I just never realized that likewise, I was not my mind.
This is difficult for me to come to terms with
because my mind has been everything to me.
It’s where my brilliant intellect resides,
and of course, my sparkling personality.
Oh yes, and my great wit as well,
and if you couldn’t already tell,
my overwhelming humility.
If I lost all of that, wouldn’t it be hell?
****So what am I, if not my mind?
Won’t I be bored if I’m not thinking?
What will I do with myself, if I stop
consistently worrying and giving
my well-constructed opinions?
Would life be even worth living?
****Although, I’ve felt compelled recently
to wean myself off a lot of TV.
I’m deleting one show at a time off my DVR.
I’ve also pulled the classic rock out of my car
and replaced It with a Zen meditation CD.
Flutes and wind chimes have invaded my Ipod.
I’m constructing an environment of positivity.
I really do feel more relaxed,
but how long will this feeling last?
****Because my Ego actually has never stopped talking.
It’s getting pretty cranky and is already balking
at what I’ve been subjecting it to lately.
So please excuse me
if my mood is kind of shitty,
but it’s been hours since I’ve judged someone,
so c’mon now, have some pity.
****I’m tired of listening to music without words.
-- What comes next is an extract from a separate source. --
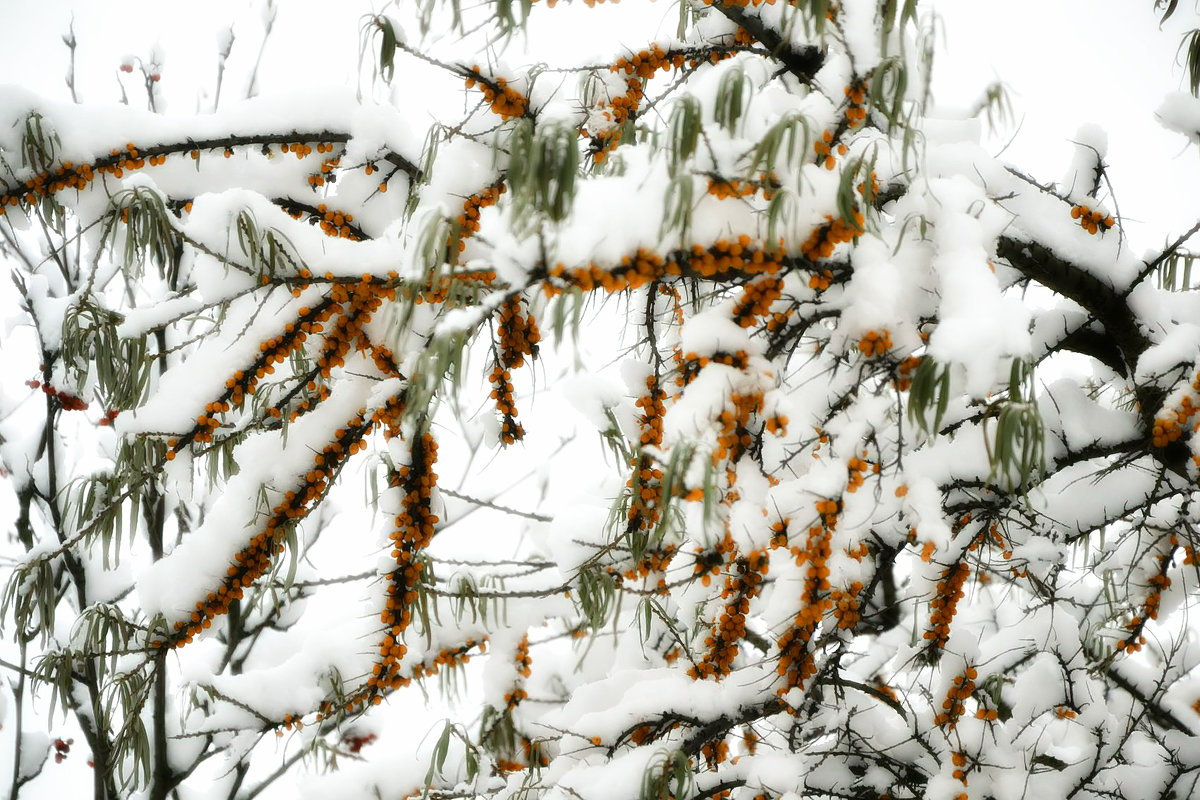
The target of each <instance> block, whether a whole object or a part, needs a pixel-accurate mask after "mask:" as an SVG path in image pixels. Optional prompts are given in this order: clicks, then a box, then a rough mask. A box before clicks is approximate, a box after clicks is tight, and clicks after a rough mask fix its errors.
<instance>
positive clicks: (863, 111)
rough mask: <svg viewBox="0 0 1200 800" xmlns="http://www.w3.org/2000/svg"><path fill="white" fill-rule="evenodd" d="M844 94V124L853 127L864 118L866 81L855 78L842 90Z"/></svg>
mask: <svg viewBox="0 0 1200 800" xmlns="http://www.w3.org/2000/svg"><path fill="white" fill-rule="evenodd" d="M842 91H844V94H845V95H846V102H847V103H848V104H847V107H846V125H847V126H848V127H851V128H854V127H857V126H859V125H862V124H863V121H864V120H866V82H865V80H856V82H853V83H851V84H850V85H848V86H846V88H845V89H844V90H842Z"/></svg>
My friends and family think I’m absurd.
I woke up this morning and begun
complaining about everything under the sun.
My resolve is weakening, and I’m really afraid
I don’t stand a chance and the Ego has won.
****It would all be worth it if I experienced some never-ending bliss.
I think I need a Guru, but the only people who I deem “worthy”
of the task at hand, are unavailable because they’re famous.
Otherwise, they live in India or some other far off place,
while the wisest people around me are too caught up in the race.
Some are obsessed with money regrettably,
while others are struggling with vanity.
All in all, they’re just too attached to the body,
so they’re not quite there yet, spiritually.
****I know, I know - the true Guru is inside me,
but I’m not enlightened enough to find it unfortunately,
and so I’d appreciate it Spirit, God, whoever you are
if you would pretty please send me one promptly.